Chris Matthews, of MSNBC's Hardball, took it a step further last week when he actually went on air to declare that no matter what happened, NBC and other networks were preparing to declare Hillary Clinton the Democratic nominee for President on June 7th — in spite of the reality that she will not yet have enough pledged delegates to meet the required 2,383.
Hillary Clinton does not have 2,311 delegates, as shown by CNN. That tally, in spite of being told by the Democratic Party not to include them, includes over 500 superdelegates. Again, those people have not yet voted, and in the words of the DNC's own communications director, are "likely to change their mind."
Hillary Clinton, according to the Associated Press, actually has 1,769 delegates, and Bernie Sanders has 1,499, with 913 delegates still available from the upcoming primaries on June 7th and June 14th. To cross the 2,383 threshold required to secure the nomination, Hillary Clinton needs 614 more delegates. That means she needs to win 67.2% of the remaining delegates to become the nominee — not the outrageous number of 72 that CNN and other networks are showing.
On June 7th and June 14th, Hillary Clinton will not win 67.2% of the delegates. She is not currently favored to win 67.2% of the vote in one of the remaining states. On June 7th, she won't have enough delegates. On June 14th, she won't have enough delegates.
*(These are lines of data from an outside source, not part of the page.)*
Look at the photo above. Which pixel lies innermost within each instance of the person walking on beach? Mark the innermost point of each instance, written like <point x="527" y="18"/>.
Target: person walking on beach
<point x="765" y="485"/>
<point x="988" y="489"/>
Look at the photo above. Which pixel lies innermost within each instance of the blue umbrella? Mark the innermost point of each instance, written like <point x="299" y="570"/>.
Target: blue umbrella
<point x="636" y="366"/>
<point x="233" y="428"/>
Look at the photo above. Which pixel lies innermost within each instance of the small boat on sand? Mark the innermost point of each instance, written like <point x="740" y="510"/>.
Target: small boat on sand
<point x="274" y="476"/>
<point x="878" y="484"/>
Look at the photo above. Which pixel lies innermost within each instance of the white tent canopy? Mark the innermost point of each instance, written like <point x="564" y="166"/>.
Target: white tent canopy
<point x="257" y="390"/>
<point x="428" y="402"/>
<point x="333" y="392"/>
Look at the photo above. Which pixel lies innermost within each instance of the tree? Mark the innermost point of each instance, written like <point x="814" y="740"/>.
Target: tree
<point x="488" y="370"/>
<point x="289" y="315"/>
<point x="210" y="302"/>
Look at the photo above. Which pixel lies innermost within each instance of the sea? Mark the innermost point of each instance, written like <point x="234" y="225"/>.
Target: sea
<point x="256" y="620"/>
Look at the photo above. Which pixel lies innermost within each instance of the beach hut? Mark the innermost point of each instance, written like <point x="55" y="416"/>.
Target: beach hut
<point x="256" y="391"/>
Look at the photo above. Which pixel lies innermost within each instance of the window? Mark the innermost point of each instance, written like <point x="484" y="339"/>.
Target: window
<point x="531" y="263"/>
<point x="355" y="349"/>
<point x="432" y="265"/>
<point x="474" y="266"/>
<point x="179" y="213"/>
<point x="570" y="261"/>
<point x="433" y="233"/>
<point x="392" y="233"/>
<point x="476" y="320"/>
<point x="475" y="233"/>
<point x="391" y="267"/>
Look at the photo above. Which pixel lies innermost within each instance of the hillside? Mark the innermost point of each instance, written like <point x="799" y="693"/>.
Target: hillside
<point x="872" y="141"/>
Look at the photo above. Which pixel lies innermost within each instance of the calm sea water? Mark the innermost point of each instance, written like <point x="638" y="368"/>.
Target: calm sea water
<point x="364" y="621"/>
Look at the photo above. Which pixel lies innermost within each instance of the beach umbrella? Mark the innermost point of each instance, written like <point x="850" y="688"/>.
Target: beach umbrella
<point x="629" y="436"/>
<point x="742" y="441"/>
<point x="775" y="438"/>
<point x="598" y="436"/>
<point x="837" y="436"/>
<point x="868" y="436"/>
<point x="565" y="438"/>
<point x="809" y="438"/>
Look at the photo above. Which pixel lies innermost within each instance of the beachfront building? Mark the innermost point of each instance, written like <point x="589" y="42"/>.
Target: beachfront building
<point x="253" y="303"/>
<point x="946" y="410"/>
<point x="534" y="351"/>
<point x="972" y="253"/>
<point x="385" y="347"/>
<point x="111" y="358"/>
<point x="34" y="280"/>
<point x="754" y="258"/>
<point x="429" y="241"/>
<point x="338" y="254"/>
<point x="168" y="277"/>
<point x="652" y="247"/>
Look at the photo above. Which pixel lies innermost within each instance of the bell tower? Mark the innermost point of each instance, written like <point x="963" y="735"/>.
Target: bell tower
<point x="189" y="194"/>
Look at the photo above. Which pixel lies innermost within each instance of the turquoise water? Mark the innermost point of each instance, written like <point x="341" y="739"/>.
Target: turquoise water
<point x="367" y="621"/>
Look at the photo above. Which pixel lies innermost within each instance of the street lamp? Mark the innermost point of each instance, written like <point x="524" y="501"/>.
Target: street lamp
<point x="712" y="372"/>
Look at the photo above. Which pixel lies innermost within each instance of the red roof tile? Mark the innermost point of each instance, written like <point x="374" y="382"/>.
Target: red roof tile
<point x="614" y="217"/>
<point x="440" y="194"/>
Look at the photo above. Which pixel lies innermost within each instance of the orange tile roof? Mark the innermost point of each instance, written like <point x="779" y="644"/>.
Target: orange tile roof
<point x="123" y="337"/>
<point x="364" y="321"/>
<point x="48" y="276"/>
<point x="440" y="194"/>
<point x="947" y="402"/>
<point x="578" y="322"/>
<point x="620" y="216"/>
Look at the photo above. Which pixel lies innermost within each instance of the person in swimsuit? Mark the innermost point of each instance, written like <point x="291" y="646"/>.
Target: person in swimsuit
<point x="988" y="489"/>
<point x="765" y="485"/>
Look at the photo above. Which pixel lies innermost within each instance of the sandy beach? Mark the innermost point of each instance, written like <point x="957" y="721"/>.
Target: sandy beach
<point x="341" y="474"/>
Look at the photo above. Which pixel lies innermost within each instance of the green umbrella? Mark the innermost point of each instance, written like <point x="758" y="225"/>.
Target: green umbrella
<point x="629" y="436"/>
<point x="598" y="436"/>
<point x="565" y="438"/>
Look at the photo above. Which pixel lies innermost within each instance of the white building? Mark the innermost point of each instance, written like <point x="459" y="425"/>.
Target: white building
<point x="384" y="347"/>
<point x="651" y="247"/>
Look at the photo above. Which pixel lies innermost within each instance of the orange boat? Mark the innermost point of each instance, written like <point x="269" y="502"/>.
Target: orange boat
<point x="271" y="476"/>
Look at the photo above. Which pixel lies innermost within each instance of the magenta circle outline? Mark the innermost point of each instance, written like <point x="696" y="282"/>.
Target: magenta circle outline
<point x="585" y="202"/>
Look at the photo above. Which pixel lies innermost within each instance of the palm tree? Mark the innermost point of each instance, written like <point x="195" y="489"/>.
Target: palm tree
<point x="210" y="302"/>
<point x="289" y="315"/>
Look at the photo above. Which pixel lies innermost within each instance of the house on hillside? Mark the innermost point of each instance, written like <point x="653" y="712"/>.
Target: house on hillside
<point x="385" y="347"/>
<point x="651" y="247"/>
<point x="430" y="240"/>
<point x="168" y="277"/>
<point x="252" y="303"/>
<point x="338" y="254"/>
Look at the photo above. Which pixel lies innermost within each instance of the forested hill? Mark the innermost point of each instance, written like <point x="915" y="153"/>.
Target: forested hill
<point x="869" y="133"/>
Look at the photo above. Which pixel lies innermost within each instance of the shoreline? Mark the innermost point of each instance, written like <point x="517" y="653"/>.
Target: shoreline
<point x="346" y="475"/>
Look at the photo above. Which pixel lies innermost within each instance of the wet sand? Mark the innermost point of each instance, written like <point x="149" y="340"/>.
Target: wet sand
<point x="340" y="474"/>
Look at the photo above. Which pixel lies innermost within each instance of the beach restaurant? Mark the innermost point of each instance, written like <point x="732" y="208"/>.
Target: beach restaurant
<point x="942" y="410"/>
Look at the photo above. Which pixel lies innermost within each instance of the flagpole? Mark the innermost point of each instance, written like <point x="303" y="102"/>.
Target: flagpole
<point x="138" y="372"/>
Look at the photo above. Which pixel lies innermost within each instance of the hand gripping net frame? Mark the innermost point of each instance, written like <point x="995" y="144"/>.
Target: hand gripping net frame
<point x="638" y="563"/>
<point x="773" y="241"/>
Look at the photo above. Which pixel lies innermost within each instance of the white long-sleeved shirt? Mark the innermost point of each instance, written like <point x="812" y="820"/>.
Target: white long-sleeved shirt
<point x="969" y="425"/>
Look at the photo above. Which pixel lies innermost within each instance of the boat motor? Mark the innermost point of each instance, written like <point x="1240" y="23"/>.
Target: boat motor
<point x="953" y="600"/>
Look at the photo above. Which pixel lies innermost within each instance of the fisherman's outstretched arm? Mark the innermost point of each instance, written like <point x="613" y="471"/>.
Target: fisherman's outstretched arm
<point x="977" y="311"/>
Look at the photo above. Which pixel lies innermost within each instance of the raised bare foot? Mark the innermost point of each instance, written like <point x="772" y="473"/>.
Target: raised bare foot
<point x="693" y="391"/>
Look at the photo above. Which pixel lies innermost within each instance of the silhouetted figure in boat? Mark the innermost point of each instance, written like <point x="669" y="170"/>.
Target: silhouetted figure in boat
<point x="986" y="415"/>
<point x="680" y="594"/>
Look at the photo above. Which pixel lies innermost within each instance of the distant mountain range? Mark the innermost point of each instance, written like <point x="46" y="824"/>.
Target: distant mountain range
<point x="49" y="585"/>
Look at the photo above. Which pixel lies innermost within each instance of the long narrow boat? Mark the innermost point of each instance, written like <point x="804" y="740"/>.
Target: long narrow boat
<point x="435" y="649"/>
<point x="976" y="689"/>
Even California's Governor, Jerry Brown, in his half-hearted endorsement of Clinton today, quotes the numbers which include superdelegates as part of his rationale for jumping in. He, too, is counting them now when they should not be counted until the convention.
I've said it before and I'll say it again: The only way Hillary Clinton is going to win the nomination is when and if the superdelegates vote for her, and that is not taking place until the end of July. A lot has been said in the Democratic primary about "the rules being the rules." I agree with that.
The rules are that the superdelegates do not count until the convention. Luis Miranda of the DNC made that abundantly clear himself last month.
Anyone who "calls the election" on June 7th, be it the Clinton campaign or television networks, is knowingly and deliberately going against the very rules of the party.